I had a particularly rough day at work on Wednesday. This resulted in me being woken by a migraine around 2am. I ignored it and went back to sleep. At 5am, sweating with waves of nausea I stumbled to the kitchen for some drugs, and tried to pass out whilst wanting to sever my head from my body.
At 9am I found out my colleague had tossed and turned and couldn’t sleep all night also due to the previous work day.
Your body will send you very clear signals when you don’t listen. “Take care of me!” was literally being screamed at us.
So we both stayed home and did our only commitment remotely. Then we looked after ourselves.

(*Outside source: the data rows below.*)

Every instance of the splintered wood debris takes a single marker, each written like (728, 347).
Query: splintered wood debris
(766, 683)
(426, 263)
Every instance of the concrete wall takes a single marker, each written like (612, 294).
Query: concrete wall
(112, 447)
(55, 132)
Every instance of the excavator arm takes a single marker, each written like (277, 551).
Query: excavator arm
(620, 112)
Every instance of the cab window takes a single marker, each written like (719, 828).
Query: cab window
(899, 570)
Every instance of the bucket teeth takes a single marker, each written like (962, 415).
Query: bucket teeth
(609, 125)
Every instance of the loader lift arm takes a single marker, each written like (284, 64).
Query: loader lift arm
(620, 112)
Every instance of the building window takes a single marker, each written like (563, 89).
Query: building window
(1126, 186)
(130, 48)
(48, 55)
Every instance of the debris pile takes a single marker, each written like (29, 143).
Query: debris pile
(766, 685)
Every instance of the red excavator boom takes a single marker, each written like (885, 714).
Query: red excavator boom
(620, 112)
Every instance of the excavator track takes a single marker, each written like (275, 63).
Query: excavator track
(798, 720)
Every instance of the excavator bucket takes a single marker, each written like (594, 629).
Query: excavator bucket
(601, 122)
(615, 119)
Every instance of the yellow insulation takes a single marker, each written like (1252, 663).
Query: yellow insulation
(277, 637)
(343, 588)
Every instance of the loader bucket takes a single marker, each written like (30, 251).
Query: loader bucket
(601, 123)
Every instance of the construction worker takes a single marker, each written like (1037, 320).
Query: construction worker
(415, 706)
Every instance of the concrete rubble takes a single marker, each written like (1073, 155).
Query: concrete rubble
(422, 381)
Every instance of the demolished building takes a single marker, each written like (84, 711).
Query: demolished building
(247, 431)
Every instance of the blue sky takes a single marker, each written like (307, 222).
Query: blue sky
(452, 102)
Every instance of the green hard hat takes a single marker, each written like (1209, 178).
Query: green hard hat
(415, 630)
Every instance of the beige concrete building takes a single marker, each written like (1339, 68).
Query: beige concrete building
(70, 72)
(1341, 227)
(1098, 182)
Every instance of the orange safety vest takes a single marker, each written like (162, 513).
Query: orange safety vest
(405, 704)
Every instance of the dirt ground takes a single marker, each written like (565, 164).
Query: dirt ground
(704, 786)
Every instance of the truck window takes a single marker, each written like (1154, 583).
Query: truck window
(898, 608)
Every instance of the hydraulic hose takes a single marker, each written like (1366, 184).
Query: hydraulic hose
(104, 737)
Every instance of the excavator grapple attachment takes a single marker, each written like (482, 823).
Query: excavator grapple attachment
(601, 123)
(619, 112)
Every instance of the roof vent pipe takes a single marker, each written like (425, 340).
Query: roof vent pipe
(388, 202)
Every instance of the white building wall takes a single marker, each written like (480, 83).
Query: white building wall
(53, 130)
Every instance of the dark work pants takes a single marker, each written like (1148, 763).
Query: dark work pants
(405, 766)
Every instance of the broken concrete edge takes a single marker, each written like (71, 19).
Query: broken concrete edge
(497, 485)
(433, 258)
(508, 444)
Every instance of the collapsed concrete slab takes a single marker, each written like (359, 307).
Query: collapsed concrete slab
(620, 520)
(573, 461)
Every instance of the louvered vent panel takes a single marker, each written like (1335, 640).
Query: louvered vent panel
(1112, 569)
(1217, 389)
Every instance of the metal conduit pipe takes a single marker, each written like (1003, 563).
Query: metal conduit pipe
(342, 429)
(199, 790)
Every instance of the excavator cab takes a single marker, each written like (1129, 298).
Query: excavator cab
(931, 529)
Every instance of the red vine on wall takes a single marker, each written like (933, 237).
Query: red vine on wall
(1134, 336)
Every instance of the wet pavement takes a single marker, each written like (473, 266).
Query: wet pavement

It’s 2 days later and I’ve still got a low grade migraine, stiff neck and shoulders. I feel like I’ve been in a car crash. Stiff and sore. I am blown away by how vicious my body can be under stress. And I wonder how vicious I have been to it for ignoring the obvious cry’s for help for so long.
For about 3 weeks (and for the next 4) I am so busy I don’t have time to be sick or take time off. I am also moving house and work is not going well and over the 7 weeks are about 8 work trips. That’s a lot. Too much.
Cancelling affects many people and time and money, so I feel I can’t burden others with my need to rest. And then the cycle continues. I recognize it and have cleared space for a few days (to move house), and it’s not enough.
How fascinating. What else is possible here?
Many people have this problem. And oddly the world will not stop revolving if I did cancel something. I know this.